‘Was Marilyn Monroe a Synaesthete?’

Marilyn photographed by Milton Greene for The Prince and the Showgirl, 1956

In ‘Tasting the Universe: Synaesthesia from the Inside Out’, a regular column for Psychology Today, Maureen Seaberg poses an intriguing question: Was Marilyn a synaesthete?

Synaesthesia, as defined by MedicineNet.com, is ‘a condition in which normally separate senses are not separate. Sight may mingle with sound, taste with touch, etc. The senses are cross-wired…People with synaesthesia often report that one or more of their family members also have synaesthesia, so it may in at least some cases be an inherited condition.’

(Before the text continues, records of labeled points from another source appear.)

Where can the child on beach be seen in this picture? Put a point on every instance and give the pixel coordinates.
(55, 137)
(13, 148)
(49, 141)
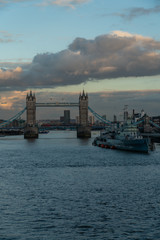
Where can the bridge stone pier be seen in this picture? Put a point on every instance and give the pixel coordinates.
(31, 129)
(83, 130)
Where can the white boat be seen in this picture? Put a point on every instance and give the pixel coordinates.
(128, 139)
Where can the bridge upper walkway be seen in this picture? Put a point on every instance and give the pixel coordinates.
(57, 104)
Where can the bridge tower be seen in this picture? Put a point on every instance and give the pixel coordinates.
(31, 129)
(83, 130)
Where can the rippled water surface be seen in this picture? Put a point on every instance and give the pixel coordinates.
(63, 188)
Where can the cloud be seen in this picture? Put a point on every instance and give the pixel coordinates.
(138, 12)
(64, 3)
(114, 55)
(6, 37)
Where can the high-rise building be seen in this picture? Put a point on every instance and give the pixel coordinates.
(91, 119)
(66, 116)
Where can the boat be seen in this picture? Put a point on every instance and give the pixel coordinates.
(127, 138)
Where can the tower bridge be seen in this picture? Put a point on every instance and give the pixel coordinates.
(31, 129)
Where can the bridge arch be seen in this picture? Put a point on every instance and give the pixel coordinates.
(31, 129)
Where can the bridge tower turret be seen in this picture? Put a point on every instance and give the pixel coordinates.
(83, 130)
(31, 129)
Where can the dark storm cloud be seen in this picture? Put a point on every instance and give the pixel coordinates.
(108, 56)
(137, 12)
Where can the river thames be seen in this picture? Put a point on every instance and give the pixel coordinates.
(59, 187)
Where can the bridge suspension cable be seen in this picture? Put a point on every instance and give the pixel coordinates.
(12, 118)
(99, 117)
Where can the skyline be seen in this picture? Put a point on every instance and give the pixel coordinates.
(57, 48)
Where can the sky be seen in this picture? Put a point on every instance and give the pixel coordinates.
(57, 48)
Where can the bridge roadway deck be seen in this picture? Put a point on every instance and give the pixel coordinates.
(57, 104)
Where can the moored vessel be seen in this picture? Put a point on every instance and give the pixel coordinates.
(128, 139)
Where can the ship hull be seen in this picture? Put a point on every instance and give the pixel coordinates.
(135, 145)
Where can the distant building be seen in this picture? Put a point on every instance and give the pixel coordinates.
(77, 119)
(104, 117)
(91, 119)
(62, 119)
(66, 116)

Seaberg was approached by Dr John Michael Lennon, whose authorised biography of Norman Mailer will be published later this year. Dr Lennon brought to Seaberg’s attention this detail from Mailer’s 1973 book, Marilyn:

‘There, on p. 47, he found Mr. Mailer describing what can only be understood as Ms. Monroe’s synesthesia. In recounting her first husband, Jim Dougherty‘s recollections of her, he said:

“He recounted evenings when all Norma Jean served were peas and carrots. She liked the colors. She has that displacement of the senses which others take drugs to find. So she is like a lover of rock who sees vibrations when he hears sounds…It also provides her natural wit…she did not have a skin like others.”

It didn’t disturb me that Mr. Mailer did not refer to Ms. Monroe’s displacement of the senses specifically as synesthesia — no one was using that word in 1973. I decided to follow up with her survivors and spent months seeking them until an email arrived from her niece, Mona Rae Miracle, who with her mother, Berniece Baker Miracle, wrote a well-received biography of her famous aunt herself, titled My Sister Marilyn.

“Synaesthesia is a term Marilyn and I were unaware of; in the past, we simply spoke of the characteristic experiences with terms such as ‘extraordinary sensitivity’ and/or ‘extraordinary imagination’… Marilyn and I both studied acting with Lee Strasberg, who gave students exercises which could bring us awareness of such abilities, and the means of using them to bring characters to life. As you know, the varied experiences can bring sadness or enjoyment…Marilyn’s awesome performance in “Bus Stop” (the one she was most proud of) grew out of the use of such techniques and quite wore her out.”

Ms. Miracle believed that not only was her aunt a synaesthete, but that she, too, is one. The trait is known to run in families.’